Drew Timme scored 25 points but couldn’t rally the normally high-scoring Bulldogs (28-4), who for the second straight season were favored to win that elusive national title but couldn’t keep up with Arkansas’ athleticism and fight. Gonzaga had been undefeated last year before losing to Baylor in the national title game.
“We just wanted to be physical, plain and simple,” Musselman said. “We wanted them to feel bodies. Obviously they played a really tough schedule early in the season, but it’s been a long time in conference play since they faced a team like us.”
An emotional Timme addressed his teammates afterward, then fought tears during a postgame news conference.
“It was a hell of a ride,” Timme said. “It didn’t end up the way we wanted but we came to play hard. It was their night.”
Arkansas continually challenged 7-foot freshman Chet Holmgren in the paint, and the lanky NBA prospect fouled out with 3:29 remaining. Holmgren scored all 11 of his points after halftime and had 14 rebounds in what might have been his final college game.
Notae shot 9 of 29 overall and 2 for 12 from 3-point range yet still did a little bit of everything for Arkansas. The senior guard’s 3 with 6:38 left made it 59-50, and the Razorbacks held on from there.
Au’Diese Toney’s one-handed slam with 1 second left punctuated the victory.
Toney converted a three-point play with 8:36 left by going right at Holmgren to draw his fourth foul and send him to the bench. The big man returned at the 6:46 mark but Notae drove at him three minutes later and drew the freshman’s fifth foul. Holmgren raised his arms in protest.
During one key sequence, Notae scored, then sneaked in from behind Timme for a steal as Williams held his ground on the block. Notae swatted an early shot and made a steal to get his team going. He hit the floor repeatedly to corral loose balls.
“He kept the momentum our way,” Trey Wade said.
Gonzaga trailed at the break for just the fifth time this season and never found the shooting touch that made the Zags the top scoring team in the nation at 87.8 points per game. The Zags shot 37.5% and went 5 of 21 from 3-point range. Andrew Nembhard was a non-factor with seven points on 2-of-11 shooting.
“It’s always so tough when it finally ends, especially short of the goal we all had,” coach Mark Few said. “First time we lost in this round in quite a while. All the credit goes to Arkansas. Their defense was tough to get any rhythm against. To me that was the difference in the game.”
Williams took a charge late in the first half — his 45th of the season — and drove through the lane for an emphatic dunk during a 9-0 run by Arkansas in which the Zags were 0 for 5 with three turnovers.

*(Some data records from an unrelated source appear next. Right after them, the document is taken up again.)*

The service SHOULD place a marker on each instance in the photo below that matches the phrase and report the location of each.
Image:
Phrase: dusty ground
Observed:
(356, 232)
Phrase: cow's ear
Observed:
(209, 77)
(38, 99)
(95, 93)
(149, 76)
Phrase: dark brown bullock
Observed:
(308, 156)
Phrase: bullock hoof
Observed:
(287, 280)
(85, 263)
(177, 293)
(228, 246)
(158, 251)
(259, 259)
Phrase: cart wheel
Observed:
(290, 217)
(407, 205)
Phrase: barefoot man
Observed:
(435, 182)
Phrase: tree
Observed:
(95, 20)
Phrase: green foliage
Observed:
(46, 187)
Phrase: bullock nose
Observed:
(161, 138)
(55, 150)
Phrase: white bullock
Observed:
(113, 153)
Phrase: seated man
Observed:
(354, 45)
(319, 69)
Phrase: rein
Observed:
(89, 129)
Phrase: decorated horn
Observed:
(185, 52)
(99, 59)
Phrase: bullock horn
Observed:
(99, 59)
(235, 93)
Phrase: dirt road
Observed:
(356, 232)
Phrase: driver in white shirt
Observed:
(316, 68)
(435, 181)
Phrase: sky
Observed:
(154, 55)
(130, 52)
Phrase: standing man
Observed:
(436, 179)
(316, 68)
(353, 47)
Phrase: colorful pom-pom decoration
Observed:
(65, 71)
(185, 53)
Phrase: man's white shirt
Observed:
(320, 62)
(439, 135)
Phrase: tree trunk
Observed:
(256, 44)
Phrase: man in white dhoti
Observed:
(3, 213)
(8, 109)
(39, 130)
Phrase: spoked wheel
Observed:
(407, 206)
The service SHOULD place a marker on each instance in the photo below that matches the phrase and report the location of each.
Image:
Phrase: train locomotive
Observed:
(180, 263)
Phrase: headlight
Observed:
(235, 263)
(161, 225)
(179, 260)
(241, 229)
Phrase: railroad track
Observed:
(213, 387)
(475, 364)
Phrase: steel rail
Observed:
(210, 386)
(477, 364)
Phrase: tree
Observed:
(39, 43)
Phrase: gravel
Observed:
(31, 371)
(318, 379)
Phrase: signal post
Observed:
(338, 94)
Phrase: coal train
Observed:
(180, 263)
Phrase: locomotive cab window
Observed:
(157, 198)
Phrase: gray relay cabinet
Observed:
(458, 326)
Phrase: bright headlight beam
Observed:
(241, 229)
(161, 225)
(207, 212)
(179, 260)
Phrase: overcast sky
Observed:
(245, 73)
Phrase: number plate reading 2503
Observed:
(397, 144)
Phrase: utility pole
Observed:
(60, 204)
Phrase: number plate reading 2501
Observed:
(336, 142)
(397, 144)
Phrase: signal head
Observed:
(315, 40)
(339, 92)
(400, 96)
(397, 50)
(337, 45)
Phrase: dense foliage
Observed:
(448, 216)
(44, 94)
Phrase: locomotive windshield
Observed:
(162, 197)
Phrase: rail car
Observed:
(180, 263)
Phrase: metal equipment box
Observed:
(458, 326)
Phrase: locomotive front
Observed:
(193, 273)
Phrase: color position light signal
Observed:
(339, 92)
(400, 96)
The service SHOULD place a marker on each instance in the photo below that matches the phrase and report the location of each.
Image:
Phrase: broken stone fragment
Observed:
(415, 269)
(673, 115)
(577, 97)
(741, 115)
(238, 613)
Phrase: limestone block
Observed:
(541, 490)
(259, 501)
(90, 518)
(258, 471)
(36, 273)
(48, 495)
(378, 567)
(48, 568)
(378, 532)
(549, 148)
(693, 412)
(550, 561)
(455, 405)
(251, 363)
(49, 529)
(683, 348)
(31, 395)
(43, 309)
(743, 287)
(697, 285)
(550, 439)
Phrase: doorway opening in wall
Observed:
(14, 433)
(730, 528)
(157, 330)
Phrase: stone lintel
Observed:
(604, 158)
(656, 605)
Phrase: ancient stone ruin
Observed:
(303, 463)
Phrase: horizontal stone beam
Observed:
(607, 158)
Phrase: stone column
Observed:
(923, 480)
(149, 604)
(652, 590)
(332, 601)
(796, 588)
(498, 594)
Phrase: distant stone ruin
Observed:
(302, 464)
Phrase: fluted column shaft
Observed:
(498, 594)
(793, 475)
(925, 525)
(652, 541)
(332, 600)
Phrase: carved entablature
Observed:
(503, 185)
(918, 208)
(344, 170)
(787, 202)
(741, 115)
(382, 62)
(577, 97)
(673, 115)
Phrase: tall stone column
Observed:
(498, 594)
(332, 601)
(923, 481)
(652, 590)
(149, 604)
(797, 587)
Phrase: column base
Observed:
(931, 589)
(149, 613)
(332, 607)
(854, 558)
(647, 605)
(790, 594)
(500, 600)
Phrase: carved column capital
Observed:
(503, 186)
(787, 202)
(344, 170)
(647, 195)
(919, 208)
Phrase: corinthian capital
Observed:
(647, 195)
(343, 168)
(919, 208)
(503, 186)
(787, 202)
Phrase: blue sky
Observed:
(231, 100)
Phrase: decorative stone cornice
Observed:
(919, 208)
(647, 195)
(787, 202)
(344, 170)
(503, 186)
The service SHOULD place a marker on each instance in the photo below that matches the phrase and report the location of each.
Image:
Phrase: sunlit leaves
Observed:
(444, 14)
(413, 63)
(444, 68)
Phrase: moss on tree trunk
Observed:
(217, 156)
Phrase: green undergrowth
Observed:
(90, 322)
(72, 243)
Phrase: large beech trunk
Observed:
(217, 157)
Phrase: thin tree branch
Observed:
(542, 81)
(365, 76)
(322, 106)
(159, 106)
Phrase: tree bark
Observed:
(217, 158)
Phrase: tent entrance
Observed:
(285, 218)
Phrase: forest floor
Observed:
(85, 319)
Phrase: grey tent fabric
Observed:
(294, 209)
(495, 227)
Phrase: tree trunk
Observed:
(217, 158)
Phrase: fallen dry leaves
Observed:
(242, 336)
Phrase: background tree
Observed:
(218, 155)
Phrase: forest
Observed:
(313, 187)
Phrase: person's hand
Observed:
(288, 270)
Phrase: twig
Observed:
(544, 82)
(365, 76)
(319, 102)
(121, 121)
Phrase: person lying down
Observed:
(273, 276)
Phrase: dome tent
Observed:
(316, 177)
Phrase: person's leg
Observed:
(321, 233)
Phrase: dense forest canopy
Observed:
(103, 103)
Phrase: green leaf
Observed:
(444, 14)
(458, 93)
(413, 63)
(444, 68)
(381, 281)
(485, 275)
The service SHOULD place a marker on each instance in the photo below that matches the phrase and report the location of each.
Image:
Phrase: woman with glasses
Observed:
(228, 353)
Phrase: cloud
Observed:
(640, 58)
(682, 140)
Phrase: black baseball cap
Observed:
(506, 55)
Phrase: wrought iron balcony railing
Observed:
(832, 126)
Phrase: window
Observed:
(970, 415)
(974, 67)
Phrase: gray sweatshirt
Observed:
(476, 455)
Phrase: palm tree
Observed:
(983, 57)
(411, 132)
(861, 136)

Williams had 15 points and 12 rebounds while Wade also scored 15.
BAY AREA MEMORY
Gonzaga’s last two visits to the Bay Area have been forgettable. The Bulldogs’ previous visit was still plenty fresh before Thursday — a 67-57 loss at rival Saint Mary’s on Feb. 26 for their first defeat since Dec. 4.
FACING NO. 1
The Hogs earned their first ever win against a No. 1 team in the NCAA Tournament.
Arkansas had been 0-5 all-time against the nation’s top-ranked team and 2-11 overall, with one of those wins coming this season. The Razorbacks beat then-No. 1 Auburn 76-73 in overtime on Feb. 8.
Arkansas: Musselman coached both the NBA’s Golden State Warriors and Sacramento Kings in the 2000s, so this was a homecoming of sorts. His mother flew in from San Diego. … Hogs assistant Keith Smart also coached with both franchises. … Arkansas missed its initial four 3-point tries before Wade hit from deep at the 10:36 mark of the first half. … The Razorbacks lost to eventual champion Baylor in last year’s Elite Eight. … Arkansas improved to 8-5 in Sweet 16 games.
Gonzaga: The Zags committed 15 turnovers, resulting in 10 Arkansas points. … Gonzaga’s seven straight Sweet 16s is the longest active run to this round. … The Zags won the only previous meeting between the schools, 91-81 at the Maui Invitational in November 2013.